Ant Group originated loans to half a billion people, most of them unsecured, and accounts for 20% of the country’s consumer debt. Despite its position as one of the country’s biggest originators, the company had no capital requirements, unlike a regular bank. Essentially, Ant Group was offloading risk from itself onto the growth of the Chinese economy. Given the systemic risks involved to the country’s financial system, a case could be made that stopping the Ant Group IPO was appropriate. Charlie Munger (Trades, Portfolio) also believed that regulators did the right thing in stopping the IPO. Beijing recently turned to the Alipay platform, with a plan to bring in the government as an investor, turn over its proprietary consumer data and force it to open to Tencent’s WeChat Pay (and vice versa).
In response to these measures, Alibaba recently announced a “social equity” fund to tackle societal challenges, committing $15.5 billion over the next five years. Many believe this initiative has the implicit backing of the Chinese government and is expected to reduce the regulatory pressure on the company.
Value investing guru Li Lu (Trades, Portfolio) says it best when it comes to understading China long-term. He has written extensively about China and his framework is worth quoting. Li believes that “China is at interim stage between Civilization 2.0 and Civilization 3.0,” or at 2.5. He said, “If you have a good understanding of China’s culture, people and history, you will agree that China will forge forward,” and that “There is almost no chance of China leaving the common market, and the probability of China changing its market rules is also very small.”
In Li's October 2015 lecture at Peking University’s School of Management, he said:
“Given this new landscape, the scale of development, institutionalization and maturity of the financial market will be greatly improved in the near future. Many with short-term vision may complain that the government has been too heavy-handed in market intervention, or that it should not bail the market out, in addition to other criticisms. However, with longer-term vision, we find the Chinese capital market is continuing to move towards a more market-oriented, institutionalized, and mature system. It will play a more important role in China’s economic development.”
In sum, I believe fears about the Chinese economy and tech sector are overdone and a massive opportunity has opened up as a result. China’s five-year plans in the past have achieved monumental feats, such as lifting 800 million people out of poverty, and it is obvious that China is attempting something similar with its new plan.
Valuation and opportunity
In the upside case, Alibaba will likely grow revenues 20% a year or more over the next five years. Due to its operating leverage as well as asset lite business model, this growth would translate roughly to $45 billion to $50 billion in levered free cash flow.

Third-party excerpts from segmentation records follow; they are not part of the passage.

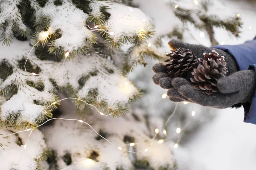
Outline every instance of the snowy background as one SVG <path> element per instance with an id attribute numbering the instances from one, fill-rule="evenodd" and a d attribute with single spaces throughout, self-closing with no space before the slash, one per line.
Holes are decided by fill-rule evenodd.
<path id="1" fill-rule="evenodd" d="M 172 28 L 176 26 L 178 27 L 180 25 L 180 21 L 175 19 L 170 11 L 169 7 L 166 5 L 165 3 L 168 0 L 147 0 L 147 3 L 145 3 L 145 0 L 134 1 L 153 20 L 157 32 L 160 36 L 168 34 Z M 256 3 L 251 3 L 245 0 L 225 0 L 221 3 L 214 1 L 219 3 L 219 6 L 221 8 L 213 8 L 212 9 L 212 11 L 221 16 L 230 13 L 239 14 L 243 23 L 241 37 L 239 38 L 232 37 L 222 29 L 215 29 L 215 37 L 220 43 L 239 44 L 251 40 L 256 36 Z M 200 3 L 200 1 L 198 2 Z M 188 25 L 186 28 L 188 30 L 183 34 L 184 41 L 207 46 L 210 45 L 208 38 L 203 36 L 201 31 L 194 29 L 192 26 Z M 167 45 L 169 39 L 162 38 L 162 40 L 166 46 L 166 52 L 169 52 L 169 49 Z M 168 97 L 164 99 L 161 99 L 162 95 L 166 93 L 166 91 L 151 81 L 151 77 L 154 75 L 151 68 L 156 62 L 157 61 L 149 62 L 145 68 L 137 67 L 131 76 L 139 88 L 153 91 L 147 91 L 140 104 L 144 106 L 147 105 L 149 113 L 152 115 L 161 114 L 163 110 L 171 108 L 173 110 L 175 106 L 169 101 Z M 147 77 L 145 77 L 146 72 Z M 146 83 L 141 80 L 143 77 L 146 79 Z M 188 115 L 191 115 L 193 109 L 195 110 L 196 115 L 193 118 L 194 121 L 197 120 L 197 123 L 202 123 L 199 128 L 195 130 L 192 128 L 193 126 L 189 125 L 187 129 L 191 128 L 194 132 L 189 137 L 185 136 L 183 141 L 181 139 L 178 148 L 174 149 L 170 142 L 180 170 L 255 170 L 256 125 L 243 122 L 243 108 L 211 109 L 209 111 L 194 104 L 179 105 L 180 108 L 185 110 Z M 204 113 L 197 114 L 200 111 Z M 205 115 L 209 114 L 209 113 L 211 113 L 210 116 L 207 116 L 207 119 Z M 162 115 L 165 116 L 164 113 Z M 198 120 L 201 117 L 203 119 L 200 122 Z M 193 120 L 191 121 L 192 124 Z M 170 124 L 169 126 L 172 127 L 172 122 Z"/>

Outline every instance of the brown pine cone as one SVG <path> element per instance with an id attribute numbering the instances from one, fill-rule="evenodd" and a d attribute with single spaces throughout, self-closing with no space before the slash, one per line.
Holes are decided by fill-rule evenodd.
<path id="1" fill-rule="evenodd" d="M 214 50 L 211 53 L 203 54 L 205 60 L 199 59 L 199 65 L 194 69 L 190 79 L 194 88 L 203 93 L 210 95 L 219 92 L 217 87 L 217 81 L 226 76 L 227 72 L 227 63 L 224 56 L 220 56 Z"/>
<path id="2" fill-rule="evenodd" d="M 171 77 L 184 77 L 189 71 L 195 68 L 198 65 L 198 58 L 188 49 L 178 48 L 171 50 L 166 54 L 169 59 L 165 60 L 166 72 Z"/>

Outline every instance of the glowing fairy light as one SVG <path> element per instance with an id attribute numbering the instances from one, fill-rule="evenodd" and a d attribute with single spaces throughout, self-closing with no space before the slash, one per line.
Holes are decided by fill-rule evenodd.
<path id="1" fill-rule="evenodd" d="M 163 143 L 163 139 L 160 139 L 158 141 L 159 144 L 161 144 Z"/>
<path id="2" fill-rule="evenodd" d="M 191 115 L 192 115 L 192 116 L 194 116 L 195 114 L 195 112 L 194 110 L 192 111 L 192 113 L 191 113 Z"/>
<path id="3" fill-rule="evenodd" d="M 203 32 L 200 32 L 200 37 L 201 38 L 204 38 L 204 33 Z"/>
<path id="4" fill-rule="evenodd" d="M 69 51 L 66 51 L 66 52 L 65 53 L 65 57 L 67 57 L 69 55 Z"/>
<path id="5" fill-rule="evenodd" d="M 163 95 L 162 95 L 162 98 L 163 99 L 165 99 L 166 98 L 167 96 L 167 94 L 166 94 L 166 93 L 164 93 L 163 94 Z"/>
<path id="6" fill-rule="evenodd" d="M 133 142 L 130 144 L 130 146 L 134 146 L 135 145 L 135 144 Z"/>
<path id="7" fill-rule="evenodd" d="M 178 128 L 176 129 L 176 133 L 180 133 L 181 131 L 181 129 L 180 128 Z"/>
<path id="8" fill-rule="evenodd" d="M 164 134 L 166 135 L 166 133 L 167 133 L 167 132 L 166 131 L 166 130 L 163 130 L 163 133 Z"/>
<path id="9" fill-rule="evenodd" d="M 198 5 L 198 0 L 194 0 L 194 3 L 195 3 L 196 5 Z"/>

Levered free cash flow of $45 billion at an owner's earnings multiple of 25 equates to over a $1.1 trillion market cap. When discounted from 2025 to today and factoring in net cash and the stake in Ant Group, that gets us to over $320 per share, which equates to 100% gross upside to the current price level.
While the outlook may look bleak for Chinese tech stocks right now, Alibaba’s business fundamentals potentially make it a oppportunity for investors who are willing to overlook the challenges the company faces in the short term. By 2025, if Alibaba finds itself back in the government’s good graces, investors could find themselves owning a piece of a $1 trillion company.